Jicarilla Apache, one of several loosely organized autonomous bands of the Eastern Apache, refers to the members of the Jicarilla Apache Nation currently living in New Mexico and speaking a Southern Athabaskan language. The term jicarilla comes from Mexican Spanish meaning "little basket", referring to the small sealed baskets they used as drinking vessels. To neighboring Apache bands like the Mescalero and Lipan they were known as Kinya-Inde.
The Jicarilla called themselves also Haisndayin translated as "people who came from below", because they believed themselves to be the sole descendants of the first people to emerge from the underworld, the abode of Ancestral Man and Ancestral Woman who produced the first people.

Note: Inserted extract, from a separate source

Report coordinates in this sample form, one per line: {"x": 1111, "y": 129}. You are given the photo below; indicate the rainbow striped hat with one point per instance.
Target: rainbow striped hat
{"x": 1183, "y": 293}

The Jicarilla Apache lived in a semi-nomadic existence in the Sangre de Cristo Mountains and plains of southern Colorado, northern New Mexico and ranged into the Great Plains starting before 1525 CE. They lived a relatively peaceful life for years, traveling seasonally to traditional hunting, gathering and cultivation along river beds. The Jicarilla learned about farming and pottery from the Puebloan peoples and learned about survival on the plains from the Plains Indians and had a rich and varied diet and lifestyle.The Jicarilla's farming practices expanded to the point where they required considerable time and energy. As a result, the people became rather firmly settled and tended to engage in warfare less frequently than did other Eastern Apache groups. Starting in the 1700s Colonial New Spain, pressure from other Native American tribes, like the Comanches, and later westward expansion of the United States resulted in significant loss of property, expulsion from their sacred lands, and relocation to lands not suited for survival.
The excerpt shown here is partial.